What does cosign do?

Cosign is the Sigstore CLI for signing and verifying artifacts, most commonly container images and their attestations. In keyless mode it drives the OIDC flow, obtains an ephemeral certificate from Fulcio, signs the artifact, and uploads the signature and certificate to the Rekor transparency log. On the verify side, it checks the signature and asserts the signer's identity matches a policy you specify.

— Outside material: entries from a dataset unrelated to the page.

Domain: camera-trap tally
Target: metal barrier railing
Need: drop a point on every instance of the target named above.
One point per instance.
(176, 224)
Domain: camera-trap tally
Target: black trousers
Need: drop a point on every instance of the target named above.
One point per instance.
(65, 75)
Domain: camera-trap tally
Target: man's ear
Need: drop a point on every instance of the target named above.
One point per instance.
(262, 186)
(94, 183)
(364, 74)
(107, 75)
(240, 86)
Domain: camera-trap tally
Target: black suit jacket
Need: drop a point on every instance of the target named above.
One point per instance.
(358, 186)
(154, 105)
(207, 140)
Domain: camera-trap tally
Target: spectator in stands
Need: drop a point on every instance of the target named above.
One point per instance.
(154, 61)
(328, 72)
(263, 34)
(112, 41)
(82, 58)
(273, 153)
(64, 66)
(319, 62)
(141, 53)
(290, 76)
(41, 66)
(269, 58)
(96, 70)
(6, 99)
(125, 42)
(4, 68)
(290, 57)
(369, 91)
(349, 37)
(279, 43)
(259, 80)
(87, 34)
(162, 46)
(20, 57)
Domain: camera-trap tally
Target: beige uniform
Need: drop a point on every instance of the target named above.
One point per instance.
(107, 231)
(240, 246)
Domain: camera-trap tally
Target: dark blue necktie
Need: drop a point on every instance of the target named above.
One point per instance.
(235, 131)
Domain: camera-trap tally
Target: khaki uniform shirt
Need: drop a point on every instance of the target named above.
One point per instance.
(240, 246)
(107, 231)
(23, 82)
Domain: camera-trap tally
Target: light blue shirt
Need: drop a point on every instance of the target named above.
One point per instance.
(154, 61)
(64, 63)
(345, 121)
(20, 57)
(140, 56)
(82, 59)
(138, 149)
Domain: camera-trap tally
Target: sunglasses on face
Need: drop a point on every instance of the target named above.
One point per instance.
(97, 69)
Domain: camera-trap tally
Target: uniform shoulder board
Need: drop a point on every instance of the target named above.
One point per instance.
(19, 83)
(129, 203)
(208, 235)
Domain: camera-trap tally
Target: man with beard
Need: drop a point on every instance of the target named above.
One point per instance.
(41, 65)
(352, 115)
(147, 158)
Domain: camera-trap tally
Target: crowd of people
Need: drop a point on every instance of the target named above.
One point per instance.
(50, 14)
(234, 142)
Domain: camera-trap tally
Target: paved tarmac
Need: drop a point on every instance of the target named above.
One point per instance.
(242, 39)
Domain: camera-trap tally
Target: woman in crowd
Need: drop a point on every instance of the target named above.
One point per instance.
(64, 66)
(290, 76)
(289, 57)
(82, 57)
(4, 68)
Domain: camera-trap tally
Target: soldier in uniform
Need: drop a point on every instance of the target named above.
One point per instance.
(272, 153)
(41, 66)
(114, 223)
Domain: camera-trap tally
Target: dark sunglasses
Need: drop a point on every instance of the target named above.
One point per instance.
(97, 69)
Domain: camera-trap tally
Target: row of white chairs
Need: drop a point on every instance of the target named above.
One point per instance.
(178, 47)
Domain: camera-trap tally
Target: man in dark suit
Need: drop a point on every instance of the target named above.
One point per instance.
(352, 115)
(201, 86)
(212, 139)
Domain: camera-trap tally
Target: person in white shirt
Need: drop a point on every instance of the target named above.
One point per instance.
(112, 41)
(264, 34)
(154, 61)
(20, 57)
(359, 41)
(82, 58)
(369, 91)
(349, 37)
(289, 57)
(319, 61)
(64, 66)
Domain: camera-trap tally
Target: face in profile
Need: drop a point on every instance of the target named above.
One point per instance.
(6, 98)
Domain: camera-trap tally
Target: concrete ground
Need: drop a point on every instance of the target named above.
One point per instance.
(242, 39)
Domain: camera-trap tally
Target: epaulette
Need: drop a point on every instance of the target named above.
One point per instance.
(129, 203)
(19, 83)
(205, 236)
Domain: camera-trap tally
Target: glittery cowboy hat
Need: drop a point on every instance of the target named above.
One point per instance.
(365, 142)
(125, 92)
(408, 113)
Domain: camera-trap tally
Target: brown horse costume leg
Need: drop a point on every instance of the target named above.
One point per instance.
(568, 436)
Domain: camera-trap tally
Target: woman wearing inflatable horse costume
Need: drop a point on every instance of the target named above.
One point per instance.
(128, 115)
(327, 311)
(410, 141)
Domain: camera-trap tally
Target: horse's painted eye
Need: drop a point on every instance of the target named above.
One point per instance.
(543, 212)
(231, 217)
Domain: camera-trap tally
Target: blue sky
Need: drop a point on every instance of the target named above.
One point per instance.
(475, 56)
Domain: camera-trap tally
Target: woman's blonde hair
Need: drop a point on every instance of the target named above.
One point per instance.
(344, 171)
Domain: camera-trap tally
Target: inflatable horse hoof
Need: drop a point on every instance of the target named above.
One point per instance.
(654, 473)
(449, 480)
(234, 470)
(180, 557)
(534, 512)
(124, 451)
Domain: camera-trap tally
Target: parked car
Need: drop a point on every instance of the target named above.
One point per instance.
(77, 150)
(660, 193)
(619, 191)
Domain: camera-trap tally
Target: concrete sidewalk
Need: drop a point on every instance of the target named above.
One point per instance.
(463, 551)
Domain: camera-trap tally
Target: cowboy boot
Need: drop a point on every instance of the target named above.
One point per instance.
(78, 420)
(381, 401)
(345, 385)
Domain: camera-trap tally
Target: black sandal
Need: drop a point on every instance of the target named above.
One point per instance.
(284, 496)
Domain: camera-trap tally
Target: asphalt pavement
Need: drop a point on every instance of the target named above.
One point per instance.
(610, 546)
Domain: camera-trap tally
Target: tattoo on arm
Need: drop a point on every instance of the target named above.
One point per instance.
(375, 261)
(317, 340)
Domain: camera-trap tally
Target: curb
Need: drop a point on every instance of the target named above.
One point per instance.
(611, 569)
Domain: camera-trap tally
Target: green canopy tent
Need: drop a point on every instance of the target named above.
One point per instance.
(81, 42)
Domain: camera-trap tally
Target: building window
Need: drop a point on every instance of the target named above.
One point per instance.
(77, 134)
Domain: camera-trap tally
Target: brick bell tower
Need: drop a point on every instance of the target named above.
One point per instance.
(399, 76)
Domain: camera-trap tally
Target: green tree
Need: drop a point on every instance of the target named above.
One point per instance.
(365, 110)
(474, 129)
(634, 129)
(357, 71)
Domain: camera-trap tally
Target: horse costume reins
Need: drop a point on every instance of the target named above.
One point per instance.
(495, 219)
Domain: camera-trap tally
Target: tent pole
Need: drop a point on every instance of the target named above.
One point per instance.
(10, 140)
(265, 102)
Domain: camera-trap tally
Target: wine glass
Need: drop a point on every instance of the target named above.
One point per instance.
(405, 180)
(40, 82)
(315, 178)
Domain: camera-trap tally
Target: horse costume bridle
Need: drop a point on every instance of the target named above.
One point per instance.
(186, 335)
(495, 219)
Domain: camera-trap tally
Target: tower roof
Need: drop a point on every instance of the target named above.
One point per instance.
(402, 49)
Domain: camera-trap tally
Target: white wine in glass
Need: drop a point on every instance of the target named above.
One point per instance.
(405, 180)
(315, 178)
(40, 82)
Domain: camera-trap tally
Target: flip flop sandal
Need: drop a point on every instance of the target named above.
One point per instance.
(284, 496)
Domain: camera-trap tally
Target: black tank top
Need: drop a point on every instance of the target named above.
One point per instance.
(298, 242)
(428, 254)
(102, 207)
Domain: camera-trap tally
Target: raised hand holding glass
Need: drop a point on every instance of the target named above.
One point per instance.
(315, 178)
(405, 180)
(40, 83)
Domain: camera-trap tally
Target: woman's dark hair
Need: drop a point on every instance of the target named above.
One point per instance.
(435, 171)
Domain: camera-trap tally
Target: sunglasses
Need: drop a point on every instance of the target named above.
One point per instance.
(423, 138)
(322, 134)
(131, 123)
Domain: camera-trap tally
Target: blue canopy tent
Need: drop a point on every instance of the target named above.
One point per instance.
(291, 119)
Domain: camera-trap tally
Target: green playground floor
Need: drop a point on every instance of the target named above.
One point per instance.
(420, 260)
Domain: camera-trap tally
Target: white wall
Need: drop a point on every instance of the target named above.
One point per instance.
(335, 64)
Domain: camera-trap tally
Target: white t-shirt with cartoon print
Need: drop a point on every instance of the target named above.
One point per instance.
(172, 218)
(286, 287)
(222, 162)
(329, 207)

What is the Rekor transparency log?

Rekor is Sigstore's public, append-only, tamper-evident transparency log of signing events. Every keyless signature is recorded there with its certificate and metadata, so anyone can later verify that a given artifact was signed by a given identity at a given time. Because the log is immutable and publicly auditable, it provides the accountability that replaces a private key you'd otherwise have to trust was never misused.